NATO leaders meeting in Prague have invited seven former-communist eastern European countries to join the alliance. The decision will stretch NATO's security umbrella from the Baltic to the Black Sea.

NATO Secretary-General George Robertson says the decision to enlarge the alliance eastward was made after all 19 NATO members signaled their approval of the move over the past few months.

Opening NATO's first summit behind the old Iron Curtain, he suggested that the alliance formally invite the newcomers to join the West's premier security organization. "I therefore put it to the heads of state and government of NATO meeting here in the North Atlantic Council that we invite to accession talks with NATO the following nations: Bulgaria, Estonia, Latvia, Lithuania, Romania, Slovakia, and Slovenia. I take it that this is agreed. Thank you very much. The council has so decided," Lord Robertson said.

The newcomers will formally become members of NATO in 2004, alongside Poland, Hungary, and the Czech Republic, the first former communist countries to join the Western defense pact.

Mr. Robertson says the expanded NATO, which will have 26 members and a land border with Russia, will keep its door open to other candidates.
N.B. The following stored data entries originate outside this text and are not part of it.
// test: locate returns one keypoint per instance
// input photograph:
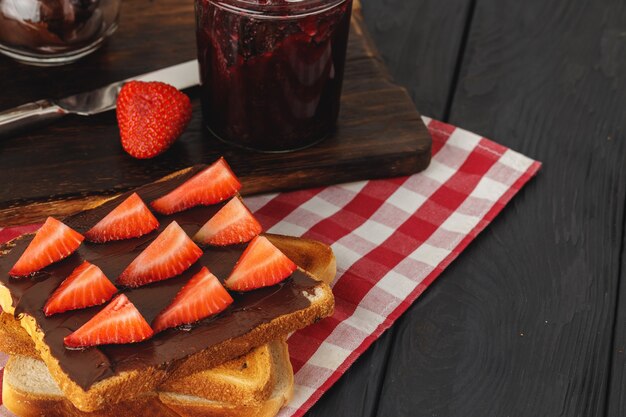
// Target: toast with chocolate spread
(29, 390)
(111, 373)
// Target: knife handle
(21, 118)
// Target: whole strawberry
(151, 116)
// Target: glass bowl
(55, 32)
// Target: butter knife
(28, 115)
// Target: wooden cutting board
(72, 164)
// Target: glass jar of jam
(55, 32)
(271, 70)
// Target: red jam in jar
(271, 70)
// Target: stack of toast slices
(233, 364)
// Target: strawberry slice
(53, 242)
(201, 297)
(210, 186)
(86, 286)
(170, 254)
(118, 323)
(130, 219)
(232, 224)
(261, 265)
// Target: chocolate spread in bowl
(51, 26)
(86, 367)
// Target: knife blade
(102, 99)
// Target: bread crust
(129, 384)
(27, 398)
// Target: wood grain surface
(420, 42)
(65, 166)
(530, 320)
(522, 323)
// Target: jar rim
(294, 8)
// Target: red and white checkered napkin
(392, 238)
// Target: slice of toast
(247, 380)
(115, 374)
(29, 390)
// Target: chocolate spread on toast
(86, 367)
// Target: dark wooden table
(531, 319)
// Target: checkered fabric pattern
(391, 237)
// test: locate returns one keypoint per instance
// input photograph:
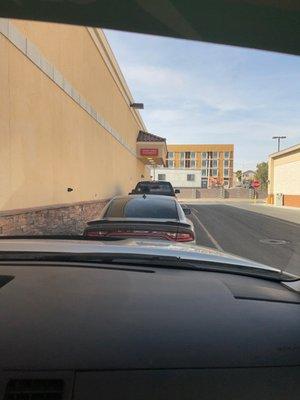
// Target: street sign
(149, 152)
(256, 184)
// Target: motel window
(161, 177)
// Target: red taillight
(96, 233)
(185, 237)
(165, 235)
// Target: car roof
(149, 182)
(145, 196)
(262, 24)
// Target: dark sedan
(148, 216)
(155, 187)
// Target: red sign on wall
(149, 152)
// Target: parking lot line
(211, 238)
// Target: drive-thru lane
(262, 238)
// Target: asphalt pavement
(259, 237)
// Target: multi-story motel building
(198, 166)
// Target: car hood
(88, 317)
(128, 246)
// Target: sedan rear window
(159, 187)
(141, 207)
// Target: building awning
(151, 149)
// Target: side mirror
(187, 211)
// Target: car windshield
(142, 207)
(88, 114)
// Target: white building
(179, 177)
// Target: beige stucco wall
(286, 174)
(47, 141)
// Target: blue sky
(205, 93)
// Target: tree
(239, 174)
(262, 174)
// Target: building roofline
(111, 62)
(285, 151)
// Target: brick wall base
(69, 219)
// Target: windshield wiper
(158, 261)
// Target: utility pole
(278, 140)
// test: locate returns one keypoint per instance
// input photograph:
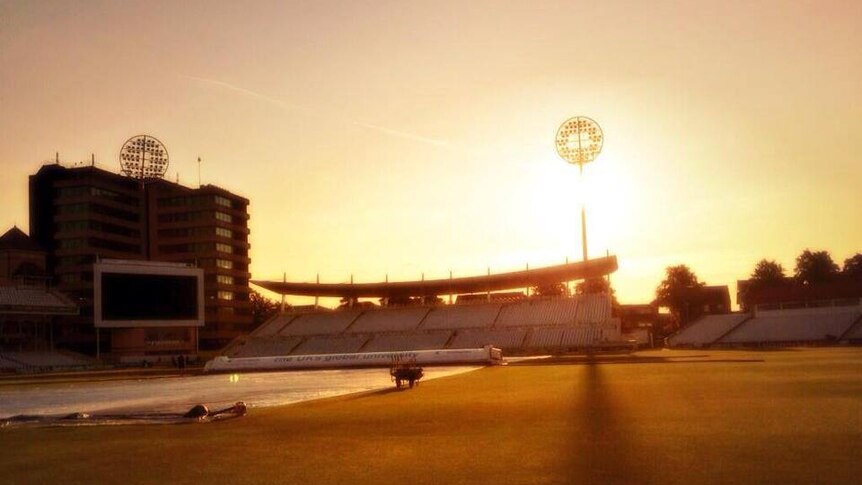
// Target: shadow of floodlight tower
(579, 141)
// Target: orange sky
(409, 137)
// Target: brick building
(80, 215)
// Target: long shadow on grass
(602, 449)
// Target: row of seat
(45, 359)
(517, 339)
(773, 327)
(32, 297)
(526, 313)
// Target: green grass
(662, 417)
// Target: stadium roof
(592, 268)
(15, 239)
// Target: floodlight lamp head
(579, 140)
(144, 157)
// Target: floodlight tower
(579, 141)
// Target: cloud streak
(315, 113)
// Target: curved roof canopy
(592, 268)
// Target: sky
(379, 138)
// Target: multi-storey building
(82, 214)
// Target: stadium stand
(520, 326)
(555, 311)
(794, 326)
(503, 338)
(7, 364)
(324, 323)
(544, 338)
(389, 320)
(408, 341)
(331, 344)
(273, 326)
(264, 347)
(707, 330)
(453, 317)
(854, 333)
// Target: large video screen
(149, 297)
(147, 294)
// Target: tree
(767, 273)
(597, 285)
(815, 267)
(853, 267)
(262, 308)
(674, 292)
(552, 289)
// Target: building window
(76, 243)
(71, 226)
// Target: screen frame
(145, 268)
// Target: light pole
(579, 141)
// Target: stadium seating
(544, 338)
(555, 311)
(10, 365)
(706, 330)
(331, 344)
(789, 326)
(504, 338)
(323, 323)
(274, 325)
(47, 359)
(265, 347)
(408, 341)
(389, 320)
(453, 317)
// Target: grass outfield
(791, 416)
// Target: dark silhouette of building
(791, 293)
(82, 214)
(29, 307)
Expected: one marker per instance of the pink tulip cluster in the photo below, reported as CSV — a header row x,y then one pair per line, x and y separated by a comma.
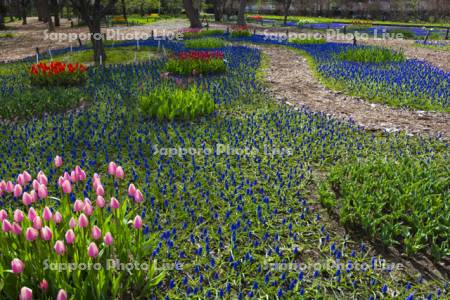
x,y
46,225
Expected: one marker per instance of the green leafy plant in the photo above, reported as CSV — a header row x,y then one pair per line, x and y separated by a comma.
x,y
169,102
205,43
196,62
371,55
240,33
203,33
403,201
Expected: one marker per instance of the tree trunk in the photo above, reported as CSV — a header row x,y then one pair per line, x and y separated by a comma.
x,y
124,11
97,42
192,13
241,14
218,11
287,6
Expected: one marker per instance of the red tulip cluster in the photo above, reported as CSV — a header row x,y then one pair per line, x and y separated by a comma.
x,y
56,67
57,73
201,55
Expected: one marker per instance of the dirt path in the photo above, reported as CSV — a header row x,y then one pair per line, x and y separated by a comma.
x,y
438,58
292,81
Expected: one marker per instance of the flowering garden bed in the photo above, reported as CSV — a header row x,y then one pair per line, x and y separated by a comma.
x,y
224,207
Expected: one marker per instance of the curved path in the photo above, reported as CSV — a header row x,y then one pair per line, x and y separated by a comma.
x,y
292,81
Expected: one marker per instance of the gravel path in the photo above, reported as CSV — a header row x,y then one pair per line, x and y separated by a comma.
x,y
292,81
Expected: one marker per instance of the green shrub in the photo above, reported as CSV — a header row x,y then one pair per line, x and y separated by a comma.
x,y
168,102
240,33
371,54
309,40
205,43
195,66
203,33
404,201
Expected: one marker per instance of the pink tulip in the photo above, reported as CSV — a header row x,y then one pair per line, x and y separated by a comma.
x,y
57,218
100,191
92,250
18,216
88,210
9,187
96,233
42,178
46,234
17,266
47,214
3,186
114,203
34,196
25,293
83,221
66,187
6,226
18,190
58,161
60,181
108,239
120,173
78,206
70,237
72,223
27,199
35,185
16,229
21,179
100,202
37,223
82,176
3,215
138,197
137,223
60,248
42,191
27,176
131,190
31,214
112,168
43,285
62,295
31,234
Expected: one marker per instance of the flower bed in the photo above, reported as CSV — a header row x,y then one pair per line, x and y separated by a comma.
x,y
56,246
197,63
57,74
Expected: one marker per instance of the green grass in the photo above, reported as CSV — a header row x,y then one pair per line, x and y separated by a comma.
x,y
116,55
309,40
38,101
240,33
6,35
371,55
203,33
404,201
187,67
351,21
206,43
169,102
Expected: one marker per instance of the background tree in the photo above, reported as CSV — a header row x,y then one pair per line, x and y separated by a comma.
x,y
192,8
92,13
3,11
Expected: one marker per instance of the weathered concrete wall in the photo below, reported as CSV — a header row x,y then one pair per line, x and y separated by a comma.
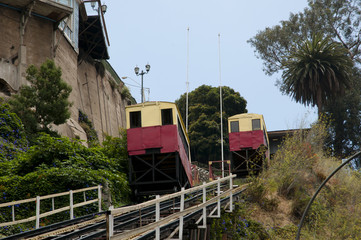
x,y
91,93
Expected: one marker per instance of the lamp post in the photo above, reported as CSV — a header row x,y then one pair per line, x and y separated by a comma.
x,y
136,70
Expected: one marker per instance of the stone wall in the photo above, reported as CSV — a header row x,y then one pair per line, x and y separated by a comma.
x,y
91,93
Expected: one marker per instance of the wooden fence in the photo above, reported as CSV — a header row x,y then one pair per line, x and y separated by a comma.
x,y
179,215
37,200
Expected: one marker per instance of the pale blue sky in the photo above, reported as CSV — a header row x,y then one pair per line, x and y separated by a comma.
x,y
155,32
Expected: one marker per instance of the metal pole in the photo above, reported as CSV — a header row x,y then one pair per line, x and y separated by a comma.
x,y
181,218
231,195
71,205
187,83
318,190
204,208
219,200
220,101
157,218
37,212
142,73
99,198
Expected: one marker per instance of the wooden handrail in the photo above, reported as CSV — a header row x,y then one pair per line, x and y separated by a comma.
x,y
54,211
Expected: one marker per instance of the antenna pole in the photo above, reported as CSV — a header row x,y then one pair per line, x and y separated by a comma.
x,y
187,83
220,100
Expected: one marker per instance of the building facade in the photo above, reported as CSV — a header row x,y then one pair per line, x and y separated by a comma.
x,y
63,30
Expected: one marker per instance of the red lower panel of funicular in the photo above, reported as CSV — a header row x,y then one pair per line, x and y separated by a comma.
x,y
248,139
165,138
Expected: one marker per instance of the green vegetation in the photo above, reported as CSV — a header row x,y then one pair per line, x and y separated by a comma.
x,y
54,165
339,21
275,200
317,70
34,161
45,101
204,119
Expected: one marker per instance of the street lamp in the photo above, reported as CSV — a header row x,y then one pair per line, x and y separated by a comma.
x,y
136,70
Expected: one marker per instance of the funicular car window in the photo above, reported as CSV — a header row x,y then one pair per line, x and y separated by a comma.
x,y
167,116
135,119
256,124
234,126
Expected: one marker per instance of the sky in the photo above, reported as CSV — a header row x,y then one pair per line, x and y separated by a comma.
x,y
155,32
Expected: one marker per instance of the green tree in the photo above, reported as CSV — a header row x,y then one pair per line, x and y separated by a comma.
x,y
45,101
317,71
204,119
12,136
340,20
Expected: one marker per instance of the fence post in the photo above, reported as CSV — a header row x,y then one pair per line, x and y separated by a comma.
x,y
71,204
219,200
204,208
37,212
181,217
99,198
231,195
110,223
157,217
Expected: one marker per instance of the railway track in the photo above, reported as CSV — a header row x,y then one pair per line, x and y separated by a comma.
x,y
94,226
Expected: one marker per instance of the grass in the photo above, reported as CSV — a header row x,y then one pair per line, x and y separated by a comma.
x,y
279,195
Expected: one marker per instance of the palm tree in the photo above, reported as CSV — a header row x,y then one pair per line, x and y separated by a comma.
x,y
317,71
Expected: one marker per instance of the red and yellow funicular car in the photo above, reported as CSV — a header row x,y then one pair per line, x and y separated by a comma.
x,y
248,143
158,149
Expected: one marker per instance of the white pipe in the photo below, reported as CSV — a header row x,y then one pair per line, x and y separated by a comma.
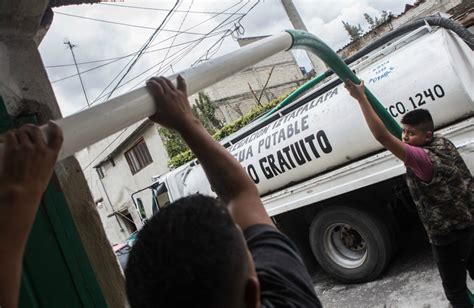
x,y
96,123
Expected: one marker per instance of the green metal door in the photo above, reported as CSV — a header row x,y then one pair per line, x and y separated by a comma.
x,y
56,269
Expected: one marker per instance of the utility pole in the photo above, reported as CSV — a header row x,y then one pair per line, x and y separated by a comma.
x,y
295,19
71,46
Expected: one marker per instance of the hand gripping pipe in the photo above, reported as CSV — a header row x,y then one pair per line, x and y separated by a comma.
x,y
98,122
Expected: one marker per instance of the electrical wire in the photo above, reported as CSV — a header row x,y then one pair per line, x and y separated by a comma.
x,y
180,25
121,133
128,70
138,56
184,53
162,41
123,57
157,9
123,24
102,95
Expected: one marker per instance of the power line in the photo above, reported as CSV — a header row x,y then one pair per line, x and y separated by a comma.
x,y
123,24
113,60
71,46
110,144
167,39
207,34
157,9
238,28
179,57
129,68
152,37
180,25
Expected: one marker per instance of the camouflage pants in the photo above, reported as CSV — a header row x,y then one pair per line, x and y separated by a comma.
x,y
454,260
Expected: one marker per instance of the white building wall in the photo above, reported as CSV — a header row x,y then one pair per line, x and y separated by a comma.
x,y
233,96
118,181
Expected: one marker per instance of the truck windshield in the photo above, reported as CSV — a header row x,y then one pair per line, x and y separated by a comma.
x,y
160,198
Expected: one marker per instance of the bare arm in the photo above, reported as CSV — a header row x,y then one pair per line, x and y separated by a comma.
x,y
226,175
376,125
25,170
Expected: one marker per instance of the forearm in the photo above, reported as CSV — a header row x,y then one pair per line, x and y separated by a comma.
x,y
10,267
15,227
226,175
374,122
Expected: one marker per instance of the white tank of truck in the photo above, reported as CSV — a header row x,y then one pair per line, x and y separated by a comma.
x,y
318,167
434,72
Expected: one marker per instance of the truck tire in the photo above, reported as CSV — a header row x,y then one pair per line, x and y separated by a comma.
x,y
351,245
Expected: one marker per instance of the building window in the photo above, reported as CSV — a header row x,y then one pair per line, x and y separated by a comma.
x,y
138,157
100,172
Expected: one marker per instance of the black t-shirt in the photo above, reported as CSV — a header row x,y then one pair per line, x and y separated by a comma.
x,y
284,280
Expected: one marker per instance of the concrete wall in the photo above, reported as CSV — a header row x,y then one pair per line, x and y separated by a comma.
x,y
119,183
233,96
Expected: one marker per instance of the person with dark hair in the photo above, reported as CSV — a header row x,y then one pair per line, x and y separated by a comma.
x,y
205,252
442,188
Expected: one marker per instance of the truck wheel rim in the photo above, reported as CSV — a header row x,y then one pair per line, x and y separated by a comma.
x,y
345,246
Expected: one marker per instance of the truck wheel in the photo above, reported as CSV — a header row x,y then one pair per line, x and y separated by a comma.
x,y
349,244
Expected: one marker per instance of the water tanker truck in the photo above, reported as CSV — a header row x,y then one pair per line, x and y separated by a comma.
x,y
323,178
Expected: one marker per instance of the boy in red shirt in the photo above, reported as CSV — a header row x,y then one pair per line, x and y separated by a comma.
x,y
442,188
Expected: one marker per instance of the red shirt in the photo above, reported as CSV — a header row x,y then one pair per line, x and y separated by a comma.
x,y
419,162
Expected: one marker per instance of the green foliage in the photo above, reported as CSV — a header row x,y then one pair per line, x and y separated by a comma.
x,y
172,141
205,111
228,129
354,31
375,22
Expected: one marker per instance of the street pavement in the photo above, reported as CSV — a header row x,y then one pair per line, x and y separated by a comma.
x,y
412,280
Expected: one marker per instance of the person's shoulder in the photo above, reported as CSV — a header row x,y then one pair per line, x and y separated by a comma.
x,y
258,230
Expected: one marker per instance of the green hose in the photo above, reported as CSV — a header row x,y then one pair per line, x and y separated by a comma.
x,y
305,40
305,87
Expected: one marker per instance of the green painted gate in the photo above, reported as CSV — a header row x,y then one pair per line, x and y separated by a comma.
x,y
56,269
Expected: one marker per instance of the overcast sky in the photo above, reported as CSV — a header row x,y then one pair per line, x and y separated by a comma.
x,y
96,40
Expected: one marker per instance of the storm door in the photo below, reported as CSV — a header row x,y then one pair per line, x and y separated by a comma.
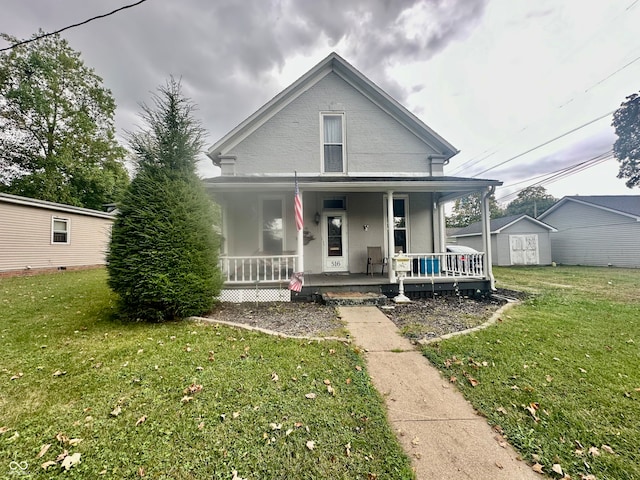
x,y
334,242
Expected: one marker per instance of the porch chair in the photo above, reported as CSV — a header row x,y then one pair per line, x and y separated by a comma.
x,y
374,257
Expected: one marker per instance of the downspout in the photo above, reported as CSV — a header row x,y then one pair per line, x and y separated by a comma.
x,y
486,236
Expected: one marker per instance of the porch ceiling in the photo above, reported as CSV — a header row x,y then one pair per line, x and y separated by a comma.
x,y
451,186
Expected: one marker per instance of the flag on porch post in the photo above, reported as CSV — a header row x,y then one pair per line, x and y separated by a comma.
x,y
298,207
297,278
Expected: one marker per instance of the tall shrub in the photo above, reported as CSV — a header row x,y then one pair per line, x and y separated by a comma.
x,y
163,256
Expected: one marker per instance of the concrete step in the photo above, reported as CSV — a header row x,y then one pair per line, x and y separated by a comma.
x,y
354,298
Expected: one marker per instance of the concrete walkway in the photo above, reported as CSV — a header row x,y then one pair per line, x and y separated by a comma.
x,y
438,428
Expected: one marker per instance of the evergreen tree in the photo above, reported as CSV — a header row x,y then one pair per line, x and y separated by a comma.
x,y
163,256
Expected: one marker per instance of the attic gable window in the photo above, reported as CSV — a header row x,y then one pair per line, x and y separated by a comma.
x,y
333,142
59,230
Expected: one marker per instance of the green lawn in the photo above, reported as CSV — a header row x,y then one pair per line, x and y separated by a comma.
x,y
177,400
560,374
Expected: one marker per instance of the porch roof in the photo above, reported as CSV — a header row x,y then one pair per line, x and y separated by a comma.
x,y
450,186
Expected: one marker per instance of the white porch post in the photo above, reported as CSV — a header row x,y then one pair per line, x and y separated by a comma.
x,y
439,227
300,239
486,236
390,237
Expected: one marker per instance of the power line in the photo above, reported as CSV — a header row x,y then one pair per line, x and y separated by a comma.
x,y
546,143
24,42
559,174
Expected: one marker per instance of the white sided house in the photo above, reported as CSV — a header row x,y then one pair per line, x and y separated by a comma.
x,y
600,230
37,235
515,240
372,182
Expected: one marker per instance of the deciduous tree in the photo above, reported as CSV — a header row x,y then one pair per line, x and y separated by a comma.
x,y
57,134
468,210
626,122
532,201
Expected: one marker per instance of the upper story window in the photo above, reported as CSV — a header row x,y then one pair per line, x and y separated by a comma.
x,y
59,230
333,142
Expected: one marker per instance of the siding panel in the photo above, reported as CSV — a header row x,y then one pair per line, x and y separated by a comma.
x,y
25,239
592,236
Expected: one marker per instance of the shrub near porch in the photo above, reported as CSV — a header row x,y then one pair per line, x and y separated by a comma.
x,y
560,375
179,399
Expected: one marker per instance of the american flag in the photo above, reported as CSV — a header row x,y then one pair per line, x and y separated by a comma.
x,y
295,284
298,207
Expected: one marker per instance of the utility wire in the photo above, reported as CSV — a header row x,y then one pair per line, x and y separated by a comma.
x,y
559,174
24,42
545,143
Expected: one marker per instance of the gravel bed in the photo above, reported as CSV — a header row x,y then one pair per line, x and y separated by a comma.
x,y
421,319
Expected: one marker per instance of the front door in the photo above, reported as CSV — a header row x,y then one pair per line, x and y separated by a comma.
x,y
334,242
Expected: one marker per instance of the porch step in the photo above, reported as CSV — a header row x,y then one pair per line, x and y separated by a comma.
x,y
354,298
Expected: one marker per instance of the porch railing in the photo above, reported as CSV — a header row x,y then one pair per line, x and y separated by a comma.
x,y
446,265
261,268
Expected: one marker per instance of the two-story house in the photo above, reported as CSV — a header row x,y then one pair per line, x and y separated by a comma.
x,y
371,181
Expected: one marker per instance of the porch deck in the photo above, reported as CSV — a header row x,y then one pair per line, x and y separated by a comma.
x,y
266,278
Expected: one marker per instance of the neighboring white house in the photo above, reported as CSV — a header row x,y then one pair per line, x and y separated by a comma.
x,y
370,174
515,240
38,235
596,230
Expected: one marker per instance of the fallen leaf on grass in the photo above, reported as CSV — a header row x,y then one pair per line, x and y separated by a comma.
x,y
193,388
70,461
62,456
537,468
235,476
607,449
43,450
48,464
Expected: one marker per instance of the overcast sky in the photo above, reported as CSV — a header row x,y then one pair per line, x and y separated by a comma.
x,y
496,78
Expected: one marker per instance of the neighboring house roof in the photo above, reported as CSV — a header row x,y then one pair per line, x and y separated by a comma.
x,y
332,63
628,205
497,225
58,207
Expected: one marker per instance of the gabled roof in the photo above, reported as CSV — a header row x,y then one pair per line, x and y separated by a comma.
x,y
628,205
57,207
497,225
332,63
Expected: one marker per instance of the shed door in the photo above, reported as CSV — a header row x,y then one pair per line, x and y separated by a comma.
x,y
524,249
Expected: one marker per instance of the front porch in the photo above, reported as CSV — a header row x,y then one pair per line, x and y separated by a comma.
x,y
265,278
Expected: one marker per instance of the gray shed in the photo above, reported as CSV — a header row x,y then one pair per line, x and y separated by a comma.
x,y
515,240
598,230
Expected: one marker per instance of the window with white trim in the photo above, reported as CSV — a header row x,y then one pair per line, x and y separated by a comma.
x,y
333,142
59,230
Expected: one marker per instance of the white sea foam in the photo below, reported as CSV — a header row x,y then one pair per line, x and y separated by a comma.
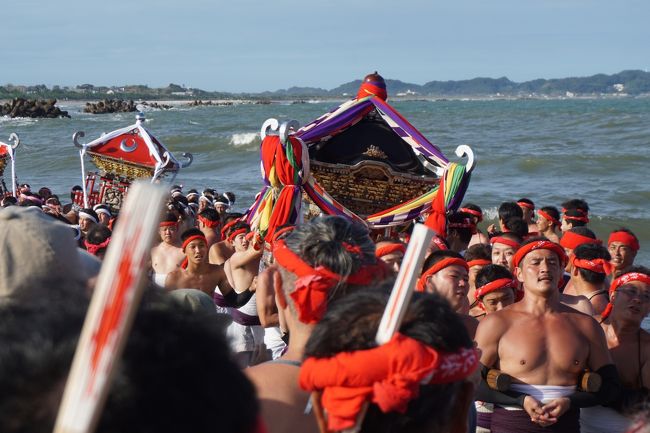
x,y
244,138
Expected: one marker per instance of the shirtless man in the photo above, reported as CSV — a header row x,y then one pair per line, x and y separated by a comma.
x,y
504,248
209,222
629,345
343,245
477,216
588,267
446,273
391,252
167,256
477,256
222,250
548,223
198,273
243,266
544,346
623,246
528,209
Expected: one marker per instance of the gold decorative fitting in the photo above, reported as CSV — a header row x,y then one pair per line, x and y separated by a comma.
x,y
120,167
375,152
369,187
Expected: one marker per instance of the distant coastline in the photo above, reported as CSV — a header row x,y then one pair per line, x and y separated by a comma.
x,y
631,83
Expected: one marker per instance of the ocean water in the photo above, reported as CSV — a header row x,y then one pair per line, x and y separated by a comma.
x,y
546,150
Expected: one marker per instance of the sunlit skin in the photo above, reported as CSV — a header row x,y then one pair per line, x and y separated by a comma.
x,y
452,283
629,344
167,255
199,274
540,341
85,224
622,255
502,255
498,299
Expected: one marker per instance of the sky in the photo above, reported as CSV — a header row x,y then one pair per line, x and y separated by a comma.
x,y
254,45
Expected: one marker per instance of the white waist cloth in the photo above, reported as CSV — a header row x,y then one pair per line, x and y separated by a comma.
x,y
541,393
273,341
599,419
159,279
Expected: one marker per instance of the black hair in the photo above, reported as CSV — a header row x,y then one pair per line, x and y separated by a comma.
x,y
552,211
97,234
508,210
517,226
491,273
438,256
478,251
464,233
591,251
351,324
210,214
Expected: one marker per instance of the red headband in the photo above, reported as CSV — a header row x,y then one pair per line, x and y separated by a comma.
x,y
193,238
539,245
505,241
313,284
572,240
476,213
93,248
237,232
478,262
388,249
206,222
600,266
548,217
623,279
444,263
225,228
624,238
501,283
389,375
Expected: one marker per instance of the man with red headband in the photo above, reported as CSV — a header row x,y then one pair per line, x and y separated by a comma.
x,y
319,261
548,223
588,267
623,246
222,250
544,346
196,272
167,256
445,273
504,247
629,345
528,209
477,256
391,252
209,223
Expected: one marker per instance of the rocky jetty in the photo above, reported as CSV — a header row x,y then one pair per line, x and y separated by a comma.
x,y
199,103
110,106
157,105
35,108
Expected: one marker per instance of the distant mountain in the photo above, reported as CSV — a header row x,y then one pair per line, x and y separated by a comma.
x,y
633,83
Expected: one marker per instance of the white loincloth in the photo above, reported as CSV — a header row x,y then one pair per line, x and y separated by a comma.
x,y
541,393
599,419
273,341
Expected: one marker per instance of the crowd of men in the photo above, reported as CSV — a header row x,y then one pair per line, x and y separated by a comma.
x,y
533,325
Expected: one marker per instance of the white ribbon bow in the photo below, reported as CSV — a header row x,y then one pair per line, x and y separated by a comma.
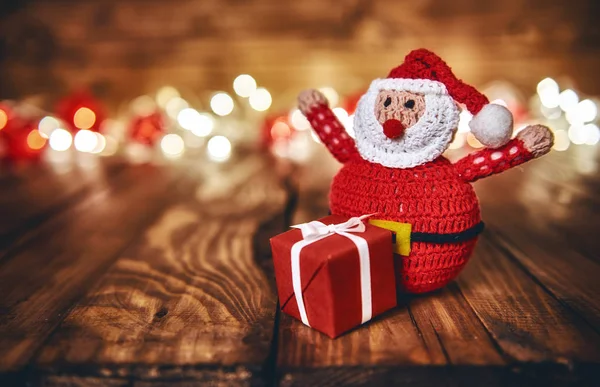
x,y
315,231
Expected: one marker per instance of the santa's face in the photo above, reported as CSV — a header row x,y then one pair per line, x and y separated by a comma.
x,y
405,125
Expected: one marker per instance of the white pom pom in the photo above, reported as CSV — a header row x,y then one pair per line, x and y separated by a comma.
x,y
492,126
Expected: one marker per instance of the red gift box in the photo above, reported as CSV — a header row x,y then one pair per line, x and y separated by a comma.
x,y
343,268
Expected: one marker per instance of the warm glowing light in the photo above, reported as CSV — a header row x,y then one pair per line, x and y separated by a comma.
x,y
473,142
280,130
561,140
244,85
205,126
188,118
219,148
172,145
110,147
201,124
47,125
260,100
341,114
84,118
586,110
551,113
567,100
100,143
298,120
548,92
222,104
166,94
35,140
85,141
60,140
174,106
3,119
592,133
577,134
463,121
331,95
143,105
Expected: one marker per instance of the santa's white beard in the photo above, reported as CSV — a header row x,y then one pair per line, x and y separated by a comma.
x,y
423,142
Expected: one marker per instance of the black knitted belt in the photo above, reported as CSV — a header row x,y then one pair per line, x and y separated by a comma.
x,y
455,237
Albania, Macedonia, and, most recently, Croatia, have applied to join the alliance, but are not considered to have met the requirements to do so.

Czech President Vaclav Havel, eastern Europe's senior statesman and a former anti-communist dissident, told his colleagues that NATO's decision to expand further into Eastern Europe marks the end of what he called Europe's unnatural division between the old democracies of the West and the post-communist ones of the East. "It is only through this enlargement that a clear signal is given, not only for all Europeans, but for the entire world, that the era when countries were divided by force into spheres of influence, or where the strong were used to subjugate the weaker, has come to an end once and for all," said Vaclav Havel.

With the enlargement issue out of the way, NATO now turns its attention to what many consider the alliance's fundamental challenge: how to remain relevant in a world whose major security challenges are terrorism and rogue states possessing or seeking weapons of mass destruction.

The leaders are expected later Thursday to commit themselves to modernizing their armed forces with the aim of dealing with such new threats. They are slated to approve a U.S. proposal for NATO to set up a 20,000 man rapid response force that can be deployed anywhere in one-week's time.